March 02, 2020 at 12:45 PM
3 minute read
After spending several days in intense conversations with key stakeholders in the legal industry ecosystem at our Legal Business Strategy conference, the future of the delivery of legal services appears to come down to a few core themes and some important hurdles to overcome.
This is all based, of course, on the assumption that things do need to change—that, as some have said, the glacier is melting from below and even though the top looks solid, there will come a time when the foundation starts to melt away.
Law departments' needs are evolving. Yes, legal expertise from skilled lawyers will always be critical. But clients also want business guidance; tech access and support; benchmarking services and guidance in structuring their departments; data analytics to improve processes and outcomes; preventative law; and perhaps some matchmaking with other clients. This all adds up to sound a lot more like a consulting firm than a traditional law firm.
Even putting those "extras" aside, within traditional legal work, the concept of disaggregation is real, and happening in some counterintuitive ways. Axiom said it was recently hired by a large law firm to partner on a matter, at the direction of the client. Axiom's senior, on-demand lawyers handled the higher-end work, while the law firm sent its junior associates to work on smaller pieces of the matter and gain experience. Clients are buying services differently.
While clients are looking for a variety of service offerings, and a variety of prices within traditional offerings, one thing that became clear during our discussions was that they do not want to manage so many providers. They want their law firms to bring them prepackaged solutions.
Law firms have to get better at a few things: offering multidisciplinary services; collaborating with other providers; and the biggest challenge—figuring out a business model that allows them to do all this under one roof. The skill sets needed for legal service providers to effectively compete are evolving. And they can't all be charged out by the hour or at the same price and profitability model.
The legal service providers of the future may look a lot different in terms of the people they employ, how those people are charged out and who they work with. That, by extension, requires existing staffing levels to change, as well as pricing and compensation models.
There is significant change afoot in traditional law firms. It wouldn't be fair to suggest they aren't trying. But to make these changes and rely on the same workforce, pricing and comp models currently in place seems untenable to me.

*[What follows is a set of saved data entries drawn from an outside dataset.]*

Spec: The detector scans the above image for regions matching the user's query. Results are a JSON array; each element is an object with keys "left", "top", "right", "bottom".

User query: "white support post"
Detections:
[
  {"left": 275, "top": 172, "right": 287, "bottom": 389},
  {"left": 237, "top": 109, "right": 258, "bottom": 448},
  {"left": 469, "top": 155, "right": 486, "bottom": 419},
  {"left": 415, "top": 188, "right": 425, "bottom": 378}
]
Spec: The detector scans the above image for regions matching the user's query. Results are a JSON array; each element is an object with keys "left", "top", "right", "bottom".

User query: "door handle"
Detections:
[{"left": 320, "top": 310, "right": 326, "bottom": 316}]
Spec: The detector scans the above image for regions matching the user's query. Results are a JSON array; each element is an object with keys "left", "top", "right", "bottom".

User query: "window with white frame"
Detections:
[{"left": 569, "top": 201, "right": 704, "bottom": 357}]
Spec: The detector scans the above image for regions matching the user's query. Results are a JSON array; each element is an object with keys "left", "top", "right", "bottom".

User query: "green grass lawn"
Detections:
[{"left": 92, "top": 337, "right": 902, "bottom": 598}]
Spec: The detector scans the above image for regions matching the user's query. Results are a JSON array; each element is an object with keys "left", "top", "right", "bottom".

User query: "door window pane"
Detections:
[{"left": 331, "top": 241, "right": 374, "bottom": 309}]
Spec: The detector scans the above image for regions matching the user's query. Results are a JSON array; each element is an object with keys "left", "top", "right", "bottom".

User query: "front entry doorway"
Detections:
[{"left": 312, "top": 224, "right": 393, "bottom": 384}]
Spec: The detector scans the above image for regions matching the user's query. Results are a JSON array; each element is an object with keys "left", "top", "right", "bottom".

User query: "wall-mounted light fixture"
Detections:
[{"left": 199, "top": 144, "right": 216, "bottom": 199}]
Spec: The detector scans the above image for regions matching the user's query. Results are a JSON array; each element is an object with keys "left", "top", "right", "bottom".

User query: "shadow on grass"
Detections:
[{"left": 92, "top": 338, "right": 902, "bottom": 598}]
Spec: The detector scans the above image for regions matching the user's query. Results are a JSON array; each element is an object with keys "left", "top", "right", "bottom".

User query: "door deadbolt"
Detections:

There were more key takeaways from our Legal Business Strategy conference. Pay attention to deregulation of the law firm ownership rules in the United States—the Big Four certainly are. Pay attention to what law companies are doing and who they are partnering with. Focus on the skills needed for your attorneys and professionals to solve your clients' problems. Manage change from the bottom up, starting with small groups of evangelists. Find ways to invest in research and development. Think of your organization not just as a law firm, but a solutions provider. Does that change how it looks?